Adding to Fabios comments:
Memory is your second concern, not your first. The purpose of a threadpool is usually to constrain the context switching overhead between threads that want to run concurrently, ideally to the number of CPU cores available.
A context switch is very expensive, often quoted at a few thousand to 10,000+ CPU cycles.
A little test on WinXP (32 bit) clocks in at about 15k private bytes per thread (999 threads created). This is the initial commited stack size, plus any other data managed by the OS.
If you're using Vista or Win2k8 just use the native Win32 threadpool API. Let it figure out the sizing. I'd also consider partitioning types of workloads e.g. CPU intensive vs. Disk I/O into different pools.
MSDN Threadpool API docs
http://msdn.microsoft.com/en-us/library/ms686766(VS.85).aspx
I think you'd have a hard time detecting any impact of making this kind of a change to working code - 20 threads down to 5. And then add on the added complexity (and overhead) of managing the thread pool. Maybe worth considering on an embedded system, but Win32?
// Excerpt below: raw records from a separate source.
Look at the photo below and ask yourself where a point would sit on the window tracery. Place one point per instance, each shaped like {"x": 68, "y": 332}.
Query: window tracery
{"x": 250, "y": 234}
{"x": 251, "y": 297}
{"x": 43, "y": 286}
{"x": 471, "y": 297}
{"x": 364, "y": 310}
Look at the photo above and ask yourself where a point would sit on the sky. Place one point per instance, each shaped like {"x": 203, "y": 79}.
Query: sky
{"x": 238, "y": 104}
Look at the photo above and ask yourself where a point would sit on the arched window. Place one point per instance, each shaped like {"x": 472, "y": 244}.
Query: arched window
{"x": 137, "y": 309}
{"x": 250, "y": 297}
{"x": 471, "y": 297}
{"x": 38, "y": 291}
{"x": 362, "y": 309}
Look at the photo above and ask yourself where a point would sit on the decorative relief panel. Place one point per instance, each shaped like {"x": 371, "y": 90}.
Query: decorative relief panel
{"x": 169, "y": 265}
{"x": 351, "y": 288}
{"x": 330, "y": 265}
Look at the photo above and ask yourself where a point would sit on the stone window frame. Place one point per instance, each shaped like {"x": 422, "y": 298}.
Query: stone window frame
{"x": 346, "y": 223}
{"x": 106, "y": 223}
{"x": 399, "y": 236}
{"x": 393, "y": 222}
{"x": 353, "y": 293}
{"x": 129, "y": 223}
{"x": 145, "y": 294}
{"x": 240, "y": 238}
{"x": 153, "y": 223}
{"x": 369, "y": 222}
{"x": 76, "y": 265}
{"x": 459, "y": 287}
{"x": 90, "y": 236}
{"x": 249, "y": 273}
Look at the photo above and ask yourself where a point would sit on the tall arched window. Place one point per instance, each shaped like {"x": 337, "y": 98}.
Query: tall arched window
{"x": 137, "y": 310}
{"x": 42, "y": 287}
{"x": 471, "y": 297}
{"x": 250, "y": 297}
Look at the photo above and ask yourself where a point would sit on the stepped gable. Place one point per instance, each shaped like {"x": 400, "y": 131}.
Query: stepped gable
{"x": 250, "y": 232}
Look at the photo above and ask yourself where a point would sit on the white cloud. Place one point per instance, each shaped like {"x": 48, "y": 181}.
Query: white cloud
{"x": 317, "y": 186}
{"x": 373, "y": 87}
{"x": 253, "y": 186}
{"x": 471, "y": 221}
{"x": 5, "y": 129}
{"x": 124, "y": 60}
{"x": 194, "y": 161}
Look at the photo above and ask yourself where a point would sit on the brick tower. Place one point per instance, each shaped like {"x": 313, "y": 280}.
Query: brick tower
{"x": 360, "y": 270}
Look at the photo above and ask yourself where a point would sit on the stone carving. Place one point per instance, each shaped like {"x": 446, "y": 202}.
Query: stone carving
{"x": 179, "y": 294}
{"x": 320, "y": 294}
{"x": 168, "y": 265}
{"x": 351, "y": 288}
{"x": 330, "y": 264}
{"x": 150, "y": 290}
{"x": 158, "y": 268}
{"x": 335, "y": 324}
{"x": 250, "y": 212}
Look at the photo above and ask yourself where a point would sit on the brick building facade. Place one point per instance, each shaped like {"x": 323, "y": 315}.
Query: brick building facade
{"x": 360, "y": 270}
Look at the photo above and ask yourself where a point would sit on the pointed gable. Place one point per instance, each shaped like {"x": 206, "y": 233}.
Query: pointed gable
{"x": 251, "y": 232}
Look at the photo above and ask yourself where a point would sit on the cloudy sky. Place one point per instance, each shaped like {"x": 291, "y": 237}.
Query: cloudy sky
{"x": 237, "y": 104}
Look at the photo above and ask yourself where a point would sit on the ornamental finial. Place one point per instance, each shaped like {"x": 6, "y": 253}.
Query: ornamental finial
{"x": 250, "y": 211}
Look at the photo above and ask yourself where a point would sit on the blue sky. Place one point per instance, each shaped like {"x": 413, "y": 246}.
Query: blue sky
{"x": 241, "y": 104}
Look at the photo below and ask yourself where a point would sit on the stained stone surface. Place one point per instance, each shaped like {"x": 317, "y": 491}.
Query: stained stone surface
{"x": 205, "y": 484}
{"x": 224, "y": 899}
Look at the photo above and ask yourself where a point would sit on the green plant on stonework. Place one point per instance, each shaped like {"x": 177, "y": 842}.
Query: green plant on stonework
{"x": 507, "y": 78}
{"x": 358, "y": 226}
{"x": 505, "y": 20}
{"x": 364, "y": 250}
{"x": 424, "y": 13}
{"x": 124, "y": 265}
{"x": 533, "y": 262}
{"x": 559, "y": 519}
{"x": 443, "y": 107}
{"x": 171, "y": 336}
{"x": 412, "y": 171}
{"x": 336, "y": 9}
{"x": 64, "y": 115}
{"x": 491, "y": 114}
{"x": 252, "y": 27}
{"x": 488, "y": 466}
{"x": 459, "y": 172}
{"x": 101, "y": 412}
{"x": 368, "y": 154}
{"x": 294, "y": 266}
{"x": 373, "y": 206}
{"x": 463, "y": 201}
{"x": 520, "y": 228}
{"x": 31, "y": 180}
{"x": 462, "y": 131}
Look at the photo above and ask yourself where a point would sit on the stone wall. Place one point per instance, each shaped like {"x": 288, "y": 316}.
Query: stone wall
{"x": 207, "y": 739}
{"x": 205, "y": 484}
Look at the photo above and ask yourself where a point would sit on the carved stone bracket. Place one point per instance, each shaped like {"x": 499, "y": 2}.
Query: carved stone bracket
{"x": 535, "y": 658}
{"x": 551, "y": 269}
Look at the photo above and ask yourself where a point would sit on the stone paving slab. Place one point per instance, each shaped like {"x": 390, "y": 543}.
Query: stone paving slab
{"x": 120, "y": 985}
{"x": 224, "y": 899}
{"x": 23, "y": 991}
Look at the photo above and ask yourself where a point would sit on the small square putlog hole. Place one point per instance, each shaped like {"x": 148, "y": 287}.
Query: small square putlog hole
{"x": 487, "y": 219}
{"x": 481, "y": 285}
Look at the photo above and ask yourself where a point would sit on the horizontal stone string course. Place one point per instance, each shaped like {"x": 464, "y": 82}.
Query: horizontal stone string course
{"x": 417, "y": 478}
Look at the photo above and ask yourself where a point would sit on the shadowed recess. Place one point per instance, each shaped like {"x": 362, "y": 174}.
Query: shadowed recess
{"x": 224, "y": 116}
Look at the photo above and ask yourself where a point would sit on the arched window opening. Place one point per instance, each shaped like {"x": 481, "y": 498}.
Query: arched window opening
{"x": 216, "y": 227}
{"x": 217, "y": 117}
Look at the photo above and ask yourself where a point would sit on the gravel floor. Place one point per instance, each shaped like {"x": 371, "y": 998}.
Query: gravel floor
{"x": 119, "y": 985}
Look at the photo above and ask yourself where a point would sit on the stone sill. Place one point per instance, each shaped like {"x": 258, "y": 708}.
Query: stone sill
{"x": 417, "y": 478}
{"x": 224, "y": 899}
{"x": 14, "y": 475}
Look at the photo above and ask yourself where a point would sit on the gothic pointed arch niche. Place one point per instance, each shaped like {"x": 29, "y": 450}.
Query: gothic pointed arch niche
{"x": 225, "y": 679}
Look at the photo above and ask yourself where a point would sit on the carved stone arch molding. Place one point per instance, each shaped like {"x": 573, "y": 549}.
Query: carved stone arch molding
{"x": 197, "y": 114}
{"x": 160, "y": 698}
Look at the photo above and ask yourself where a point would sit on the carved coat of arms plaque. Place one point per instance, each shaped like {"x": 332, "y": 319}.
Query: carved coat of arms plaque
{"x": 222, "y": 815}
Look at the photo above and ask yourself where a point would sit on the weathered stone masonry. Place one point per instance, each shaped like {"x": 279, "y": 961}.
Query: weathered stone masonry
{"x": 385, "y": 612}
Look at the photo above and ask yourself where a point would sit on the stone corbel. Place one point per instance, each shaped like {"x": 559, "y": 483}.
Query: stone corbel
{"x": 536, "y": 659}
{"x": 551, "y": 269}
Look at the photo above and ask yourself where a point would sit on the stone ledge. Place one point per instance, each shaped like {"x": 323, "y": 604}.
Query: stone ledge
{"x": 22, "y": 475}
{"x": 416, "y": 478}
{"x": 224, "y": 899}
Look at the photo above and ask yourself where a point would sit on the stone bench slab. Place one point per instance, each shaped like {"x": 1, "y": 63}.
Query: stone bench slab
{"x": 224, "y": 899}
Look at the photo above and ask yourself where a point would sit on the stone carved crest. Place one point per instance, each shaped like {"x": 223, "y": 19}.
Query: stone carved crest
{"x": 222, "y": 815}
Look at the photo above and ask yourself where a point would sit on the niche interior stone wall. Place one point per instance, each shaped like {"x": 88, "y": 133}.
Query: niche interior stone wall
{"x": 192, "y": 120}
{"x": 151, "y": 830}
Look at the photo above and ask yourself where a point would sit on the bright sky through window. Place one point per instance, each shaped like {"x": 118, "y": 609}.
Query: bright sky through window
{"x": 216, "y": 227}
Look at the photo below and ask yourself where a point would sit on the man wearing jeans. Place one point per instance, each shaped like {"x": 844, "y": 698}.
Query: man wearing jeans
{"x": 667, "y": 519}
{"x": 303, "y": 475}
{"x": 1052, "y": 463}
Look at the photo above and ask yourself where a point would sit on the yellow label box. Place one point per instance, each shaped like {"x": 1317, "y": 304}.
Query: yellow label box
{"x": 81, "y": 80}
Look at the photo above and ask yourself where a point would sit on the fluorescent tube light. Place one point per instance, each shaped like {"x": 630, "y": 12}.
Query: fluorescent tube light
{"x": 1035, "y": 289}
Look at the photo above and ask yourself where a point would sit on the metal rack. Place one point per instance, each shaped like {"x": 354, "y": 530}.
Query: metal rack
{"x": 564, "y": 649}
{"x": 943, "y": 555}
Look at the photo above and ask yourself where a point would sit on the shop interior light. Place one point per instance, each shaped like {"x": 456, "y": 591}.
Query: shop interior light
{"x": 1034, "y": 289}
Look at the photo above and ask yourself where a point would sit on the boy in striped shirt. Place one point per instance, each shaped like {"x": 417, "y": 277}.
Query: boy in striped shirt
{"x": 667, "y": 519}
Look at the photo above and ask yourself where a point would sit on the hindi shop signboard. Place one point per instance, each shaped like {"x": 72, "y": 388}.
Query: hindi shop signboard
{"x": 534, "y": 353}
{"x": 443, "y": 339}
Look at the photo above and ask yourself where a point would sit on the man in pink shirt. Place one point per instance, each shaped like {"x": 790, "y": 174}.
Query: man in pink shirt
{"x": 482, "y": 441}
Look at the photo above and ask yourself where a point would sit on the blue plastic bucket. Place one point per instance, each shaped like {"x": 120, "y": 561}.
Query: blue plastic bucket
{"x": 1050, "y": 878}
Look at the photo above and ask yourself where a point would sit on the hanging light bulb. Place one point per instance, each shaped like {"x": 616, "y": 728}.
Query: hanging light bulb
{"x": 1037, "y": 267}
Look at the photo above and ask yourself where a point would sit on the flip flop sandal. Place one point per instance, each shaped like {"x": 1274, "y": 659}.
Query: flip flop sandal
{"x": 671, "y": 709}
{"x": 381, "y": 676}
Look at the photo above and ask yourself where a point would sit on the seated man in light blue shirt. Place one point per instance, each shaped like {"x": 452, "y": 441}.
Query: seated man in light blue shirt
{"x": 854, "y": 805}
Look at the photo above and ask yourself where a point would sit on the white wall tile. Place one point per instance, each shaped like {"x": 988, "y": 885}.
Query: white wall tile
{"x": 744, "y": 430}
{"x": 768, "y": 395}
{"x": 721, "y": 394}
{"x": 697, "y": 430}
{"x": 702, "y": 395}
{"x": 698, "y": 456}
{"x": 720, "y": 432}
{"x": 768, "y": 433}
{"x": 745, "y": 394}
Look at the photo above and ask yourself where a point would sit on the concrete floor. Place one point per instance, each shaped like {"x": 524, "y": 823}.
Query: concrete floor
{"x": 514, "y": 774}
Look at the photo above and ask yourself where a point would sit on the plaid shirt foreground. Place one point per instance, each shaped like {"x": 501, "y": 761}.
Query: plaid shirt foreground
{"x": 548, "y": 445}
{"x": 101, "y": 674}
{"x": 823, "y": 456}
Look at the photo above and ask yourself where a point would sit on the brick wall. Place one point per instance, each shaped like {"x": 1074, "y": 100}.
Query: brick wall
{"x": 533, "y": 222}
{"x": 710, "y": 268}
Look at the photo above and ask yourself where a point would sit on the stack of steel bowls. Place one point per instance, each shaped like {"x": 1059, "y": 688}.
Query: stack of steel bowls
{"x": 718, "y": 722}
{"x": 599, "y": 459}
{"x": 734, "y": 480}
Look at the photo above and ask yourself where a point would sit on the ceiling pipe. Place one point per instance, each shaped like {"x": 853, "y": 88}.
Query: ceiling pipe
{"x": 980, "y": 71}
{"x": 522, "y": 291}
And you can set the stack size to whatever you want.
This depends highly on the system:
But usually, each processes is independent. Usually the system scheduler makes sure that each processes gets equal access to the available processor. Thus a multi threaded application time is multiplexed between the available threads.
Memory allocated to a thread will affect the memory available to the processes but not the memory available to other processes. A good OS will page out unused stack space so it is not in physical memory. Though if your threads allocate enough memory while live you could cause thrashing as each processor's memory is paged to/from secondary device.
I doubt a sleeping thread has any (very little) impact on the system.
It is not using any CPU
Any memory it is using can be paged out to a secondary device.
I guess this can be measured quite easily.
Get the amount of resources used by the system before creating a thread
Create a thread with default system values (default heap size and others)
Get the amount of resources after creating a thread and make the difference (with step 1).
Note that some threads need to be specified different values than the default ones.
You can try and find an average memory use by creating various number of threads (step 2).
The memory allocated by the OS when creating a thread consists of threads local data: TCB TLS ...
From wikipedia: "Threads do not own resources except for a stack, a copy of the registers including the program counter, and thread-local storage (if any)."